I made usingtm
in R
a DocumentTermMatrix (dtm). if I understand correctly, this matrix displays for each document how often each possible term occurs. Now I can inspect this matrix and I get
Docs can design door easy finish include light provide use water
176004 1 2 11 8 0 3 3 4 4 4
181288 1 2 11 8 0 2 3 4 4 4
182465 4 4 0 2 0 0 42 13 6 0
How can I now retrieve the vector of (for example) document 181288? So I will get something like
1 2 11 8 0 2 3 4 4 4 ………
Also, it says my dtm's sparsity is 100%, is it (by approximation) 100% empty?
To retrieve your vector you can do it in multiple ways.
simple, but not recommended unless for quick test:
my_doc <- inspect(dtm[dtm$dimnames$Docs == "181288",])
Doing it like this limits you to what inspect
does and this only shows a maximum of 10 documents.
Better way, create a selection list if you want to and filter the dtm. This keeps the sparse matrix format, then transform what you need into a data.frame for further manipulation if needed.
my_selection <- c("181288", "182465")
# selection in case of dtm
my_dtm_selection <- dtm[dtm$dimnames$Docs %in% my_selection, ]
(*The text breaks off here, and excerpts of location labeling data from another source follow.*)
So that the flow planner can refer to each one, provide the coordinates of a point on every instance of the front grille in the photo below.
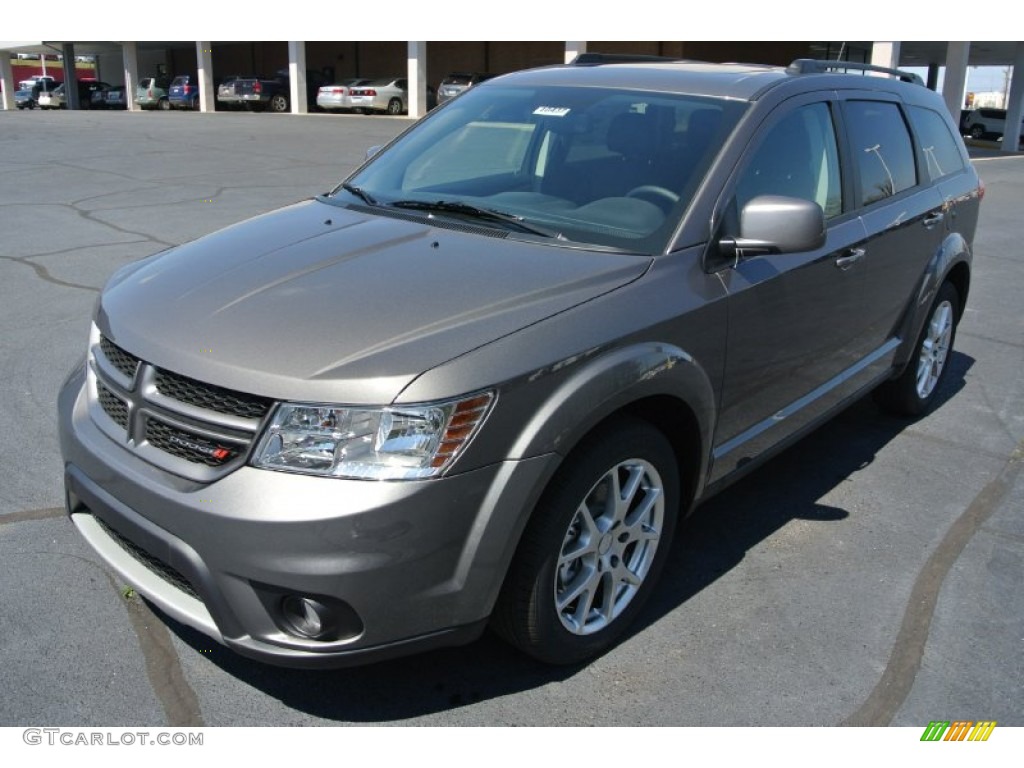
(188, 445)
(211, 397)
(113, 406)
(155, 564)
(122, 360)
(196, 430)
# selection in case of tdm
my_tdm_selection <- tdm[, tdm$dimnames$Docs %in% my_selection]
# create data.frame with document names as first column, followed by the terms
my_df_selection <- data.frame(docs = Docs(my_dtm_selection), as.matrix(my_dtm_selection))
The answer to your second question: yes, almost empty. Or better framed, a lot of empty cells. But you might have more data than you think if you have a lot of documents and terms.